Photography courtesy of Lowell Washburn, all rights reserved.
Pursuing the red fox is a challenging pastime. My latest attempt at catching one was a classic example. Following a week of cat and mouse, the sighting of fresh tracks, but no fox, was all I had to show. I finally caught the big male on January 31 — the very last day of this year’s season. Since I’m not exactly what you’d call a Blue-Ribbon fox trapper, the event was an especially rewarding end to the season. It also triggered a flood of memories from days gone by.

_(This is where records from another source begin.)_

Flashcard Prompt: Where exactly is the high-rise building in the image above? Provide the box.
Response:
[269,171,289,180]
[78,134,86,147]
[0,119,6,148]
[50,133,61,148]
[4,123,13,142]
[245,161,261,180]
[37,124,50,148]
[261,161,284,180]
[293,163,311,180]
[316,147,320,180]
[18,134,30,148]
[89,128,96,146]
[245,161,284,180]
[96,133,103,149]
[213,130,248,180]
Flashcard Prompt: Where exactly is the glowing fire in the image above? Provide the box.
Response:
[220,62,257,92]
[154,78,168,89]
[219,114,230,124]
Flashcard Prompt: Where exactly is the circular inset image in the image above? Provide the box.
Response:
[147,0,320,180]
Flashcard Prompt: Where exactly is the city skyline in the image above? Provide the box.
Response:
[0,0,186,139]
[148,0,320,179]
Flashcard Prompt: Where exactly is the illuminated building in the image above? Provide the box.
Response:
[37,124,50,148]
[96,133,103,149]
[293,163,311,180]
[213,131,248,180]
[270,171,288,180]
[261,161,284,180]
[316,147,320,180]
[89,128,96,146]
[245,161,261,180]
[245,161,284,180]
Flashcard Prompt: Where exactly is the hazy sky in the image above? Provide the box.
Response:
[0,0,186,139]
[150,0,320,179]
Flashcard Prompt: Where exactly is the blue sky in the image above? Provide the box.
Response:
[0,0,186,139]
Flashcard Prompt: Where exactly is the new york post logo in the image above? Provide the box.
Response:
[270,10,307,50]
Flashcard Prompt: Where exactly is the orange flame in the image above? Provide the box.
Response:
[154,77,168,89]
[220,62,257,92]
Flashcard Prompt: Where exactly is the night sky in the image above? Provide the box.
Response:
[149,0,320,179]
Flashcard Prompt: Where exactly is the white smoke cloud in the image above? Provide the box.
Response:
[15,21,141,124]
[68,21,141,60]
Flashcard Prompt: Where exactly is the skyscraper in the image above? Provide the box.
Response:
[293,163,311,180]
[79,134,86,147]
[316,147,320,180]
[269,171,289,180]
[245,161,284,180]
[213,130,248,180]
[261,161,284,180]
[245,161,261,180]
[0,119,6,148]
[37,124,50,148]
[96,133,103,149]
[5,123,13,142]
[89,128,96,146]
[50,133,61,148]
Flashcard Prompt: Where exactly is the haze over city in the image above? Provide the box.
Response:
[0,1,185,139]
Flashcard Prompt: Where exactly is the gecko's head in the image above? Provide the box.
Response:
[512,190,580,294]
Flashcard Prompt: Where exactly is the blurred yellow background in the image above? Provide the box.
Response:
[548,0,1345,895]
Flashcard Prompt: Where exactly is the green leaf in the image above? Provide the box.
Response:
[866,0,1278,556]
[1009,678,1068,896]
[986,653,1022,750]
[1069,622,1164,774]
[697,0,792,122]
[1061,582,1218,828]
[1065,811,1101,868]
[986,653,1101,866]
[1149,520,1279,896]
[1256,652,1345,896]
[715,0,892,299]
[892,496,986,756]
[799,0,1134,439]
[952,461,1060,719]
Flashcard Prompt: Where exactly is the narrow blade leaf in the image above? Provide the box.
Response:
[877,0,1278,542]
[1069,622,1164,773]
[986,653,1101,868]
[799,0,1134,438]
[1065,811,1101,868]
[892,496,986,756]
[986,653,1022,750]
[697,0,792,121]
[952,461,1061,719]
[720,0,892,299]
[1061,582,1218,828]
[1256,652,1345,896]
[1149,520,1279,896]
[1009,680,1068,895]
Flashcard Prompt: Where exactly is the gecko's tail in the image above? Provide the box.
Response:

My first encounter with the red fox occurred when I was 14. My Dad and I were hunting pheasants on my Grandpa’s farm – now Mallard Marsh — when a big vixen erupted from the grass. Hastily touching off a charge of #6 birdshot, my first ever fox was in the bag. After collecting a two-dollar bounty at the Mason City County Courthouse, the fox’s home tanned hide was soon hanging on my bedroom wall. As near as I can remember, that was my one and only easy fox. The remainder of my meager catches have involved work, frustration and frequent failure.
Although I’ve never become an expert at hunting or trapping the wild fox, I have had enough experience with the species to realize that Ol’ Red possess a better than average level of animal intelligence. As vividly portrayed in Aesop’s Fables, the fox is indeed sly and crafty. For anyone seeking a quick lesson in outdoor humility, I highly recommend matching wits with the red fox.

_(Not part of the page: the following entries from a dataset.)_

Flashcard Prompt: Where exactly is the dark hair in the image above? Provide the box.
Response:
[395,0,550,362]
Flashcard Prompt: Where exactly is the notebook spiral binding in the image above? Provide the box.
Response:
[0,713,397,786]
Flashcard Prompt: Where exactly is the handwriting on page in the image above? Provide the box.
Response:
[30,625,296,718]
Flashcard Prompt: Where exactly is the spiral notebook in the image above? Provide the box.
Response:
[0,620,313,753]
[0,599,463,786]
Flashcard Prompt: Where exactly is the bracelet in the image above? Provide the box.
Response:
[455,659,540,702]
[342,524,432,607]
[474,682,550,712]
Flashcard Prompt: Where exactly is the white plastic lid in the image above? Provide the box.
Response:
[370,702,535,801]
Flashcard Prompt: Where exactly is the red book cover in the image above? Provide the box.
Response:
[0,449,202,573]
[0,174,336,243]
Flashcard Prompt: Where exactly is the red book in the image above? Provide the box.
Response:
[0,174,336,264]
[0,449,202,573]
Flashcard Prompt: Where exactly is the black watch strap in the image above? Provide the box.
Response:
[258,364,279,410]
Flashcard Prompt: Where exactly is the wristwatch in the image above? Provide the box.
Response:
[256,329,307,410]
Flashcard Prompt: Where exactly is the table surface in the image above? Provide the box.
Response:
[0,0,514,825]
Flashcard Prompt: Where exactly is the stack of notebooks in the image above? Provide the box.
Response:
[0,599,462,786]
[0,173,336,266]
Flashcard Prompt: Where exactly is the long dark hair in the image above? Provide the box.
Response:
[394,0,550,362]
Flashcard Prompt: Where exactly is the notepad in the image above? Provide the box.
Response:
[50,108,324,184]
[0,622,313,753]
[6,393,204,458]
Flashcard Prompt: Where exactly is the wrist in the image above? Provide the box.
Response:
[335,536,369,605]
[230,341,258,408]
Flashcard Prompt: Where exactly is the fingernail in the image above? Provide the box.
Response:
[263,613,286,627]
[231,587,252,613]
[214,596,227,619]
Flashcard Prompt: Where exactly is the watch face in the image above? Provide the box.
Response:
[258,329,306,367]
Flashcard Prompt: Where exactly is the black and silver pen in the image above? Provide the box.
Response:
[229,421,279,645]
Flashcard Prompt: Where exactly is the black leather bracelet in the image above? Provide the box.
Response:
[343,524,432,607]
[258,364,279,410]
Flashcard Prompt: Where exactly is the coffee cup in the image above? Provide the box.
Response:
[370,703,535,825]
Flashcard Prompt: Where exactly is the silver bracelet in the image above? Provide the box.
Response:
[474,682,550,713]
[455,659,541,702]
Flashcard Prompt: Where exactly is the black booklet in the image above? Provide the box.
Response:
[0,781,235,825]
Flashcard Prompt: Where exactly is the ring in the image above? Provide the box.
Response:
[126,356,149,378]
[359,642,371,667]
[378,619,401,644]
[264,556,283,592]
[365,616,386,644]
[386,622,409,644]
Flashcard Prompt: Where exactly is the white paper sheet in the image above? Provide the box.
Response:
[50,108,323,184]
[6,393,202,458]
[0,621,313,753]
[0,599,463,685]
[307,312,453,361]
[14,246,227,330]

Whether or not its storybook reputation is fully deserved, the red fox remains one of Iowa’s most controversial forms of wildlife. Fox are loved, hated, respected, and despised. There are occasions when all four of these emotions can be displayed, simultaneously, by a single person.
How someone feels about fox is largely a matter of perspective. To the pheasant or duck hunter, the red fox is often regarded as a wanton destroyer of nests, eggs, and chicks. Rabbit and squirrel hunters may view the fox as a direct competitor for small game. Rural poultry hobbyists are quick to loath the fox’s nighttime raids on “predator proof” enclosures.

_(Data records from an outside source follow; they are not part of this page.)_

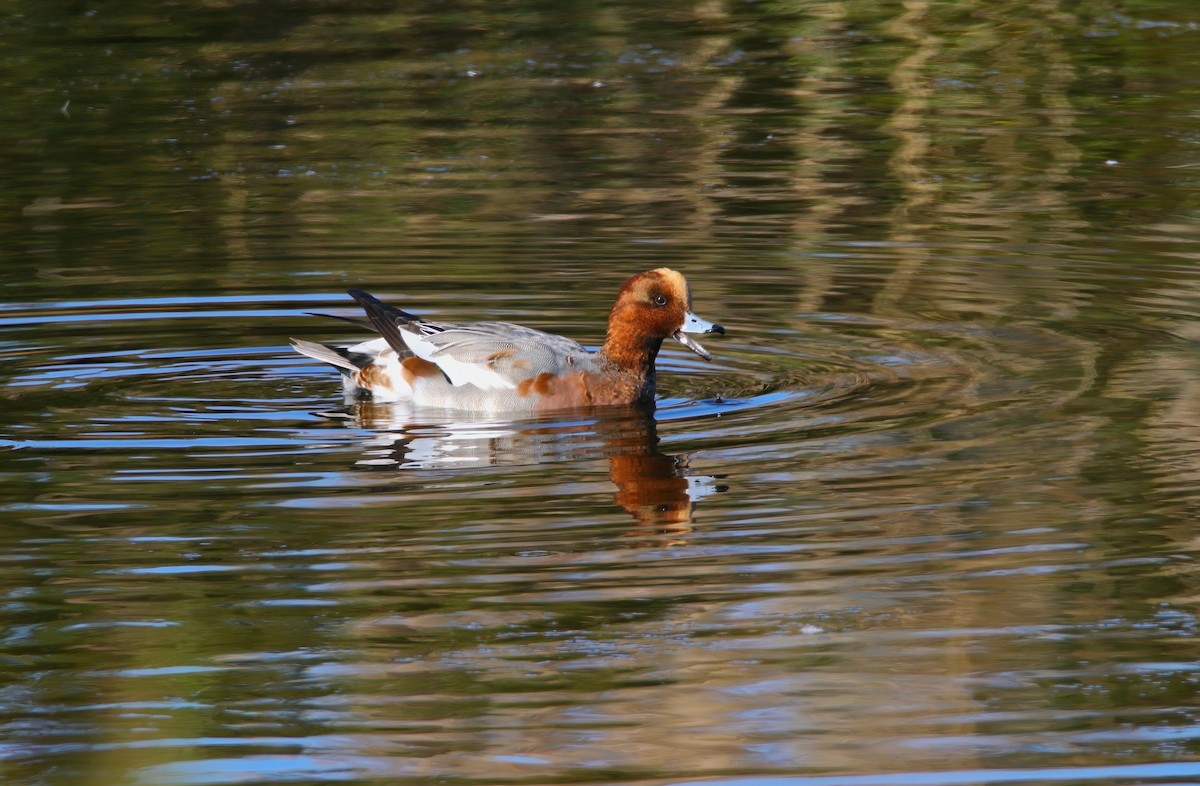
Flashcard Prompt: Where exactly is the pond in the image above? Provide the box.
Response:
[0,0,1200,786]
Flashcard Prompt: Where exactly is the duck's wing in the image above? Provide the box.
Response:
[350,289,589,390]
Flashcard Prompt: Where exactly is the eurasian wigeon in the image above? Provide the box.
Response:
[292,268,725,413]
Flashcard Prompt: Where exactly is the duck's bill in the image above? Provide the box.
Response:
[672,312,725,360]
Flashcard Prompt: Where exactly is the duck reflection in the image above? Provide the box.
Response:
[325,403,725,533]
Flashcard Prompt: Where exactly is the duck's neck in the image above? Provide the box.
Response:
[600,325,662,388]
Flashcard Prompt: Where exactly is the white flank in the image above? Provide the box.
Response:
[400,330,516,390]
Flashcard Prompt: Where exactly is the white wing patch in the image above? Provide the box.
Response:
[400,330,516,390]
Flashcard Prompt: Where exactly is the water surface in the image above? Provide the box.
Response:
[0,1,1200,786]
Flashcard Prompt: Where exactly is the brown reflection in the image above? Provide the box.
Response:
[335,403,724,534]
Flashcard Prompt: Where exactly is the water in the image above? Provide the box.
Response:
[0,1,1200,786]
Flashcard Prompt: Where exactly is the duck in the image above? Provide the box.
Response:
[292,268,725,414]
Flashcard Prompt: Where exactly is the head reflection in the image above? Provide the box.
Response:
[336,403,725,534]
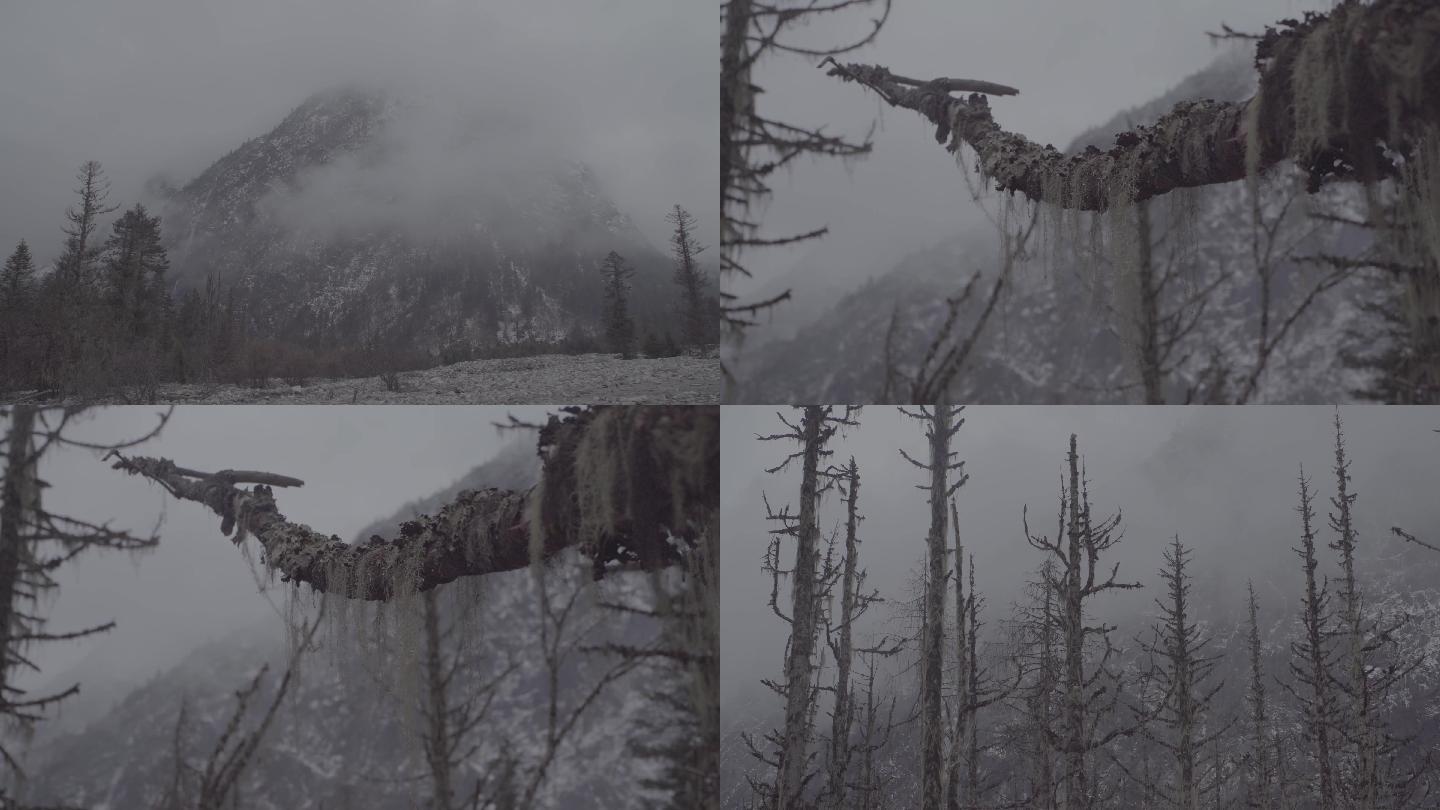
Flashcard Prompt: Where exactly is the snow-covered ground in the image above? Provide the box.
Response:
[37,353,720,405]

Others take a more positive view and think of the fox as a challenging and valuable natural resource that, whether trapped or hunted, has the potential to provide exciting, high quality outdoor recreation. They also note that although fox will take rabbits, squirrels, or pheasants; the bulk of their year-round diet is more likely to consist of rodents such as mice and voles. Anyone who has visited a den site containing frolicking pups is already aware of the fox’s value as a highly entertaining and watchable form of Iowa wildlife.
So, what is the fox’s true identity? Is it friend or foe? Villain or valuable natural resource? Amazingly, the answers are yes and yes.
First and foremost, the red fox is a predator. During spring and early summer, fox are effective nest predators. Of course, raccoons, skunks, and ‘possums also find and destroy the nests of ground nesting birds like larks, pheasants, and mallards. The notable difference is that those predators rarely catch the brooding hens. But with the fox’s keen nose and soft footed approach, the opposite is often true as both the hen and her eggs are destroyed – an irreversible double whammy that precludes any future attempts at renesting.
On a more positive note, red fox have historically represented a valuable recreational and commercial natural resource. During the mid-1960s, Iowa hunters and trappers annually harvested around 28,000 red fox pelts. Harvest rates remained high through the 1970’s, with around 24,000 pelts being sold each year. Values soared with pelts averaging $65 each [an equivalent of more than $230 today] during the1978-1979 hunting and trapping seasons. The best fox brought even more. In 1979, I received $90 for one exceptional specimen, the highest price I ever received for a single pelt.
Since those Glory Days of Iowa fur trapping, red fox populations, fox harvest, and overall pelt values have all shown a more or less steady decline. Population declines are attributed to habitat loss, coyote predation, and mange. Hunter/trapper declines are attributed to the combination of less fox and declining fur prices. During the 2015-2016 Iowa season, only 1,581 red fox pelts were reported. The average price per pelt was $10. During the 2020-2021 season, fox pelts dropped even further to a dismal two to five dollars.
I’ve decided not sell my end-of-the-season fox. Instead, I’m going to fashion the predator’s tanned pelt into a functional bow quiver. Beyond its value as a backwoods fashion statement, the finished quiver will also provide a continuing reminder of days gone by.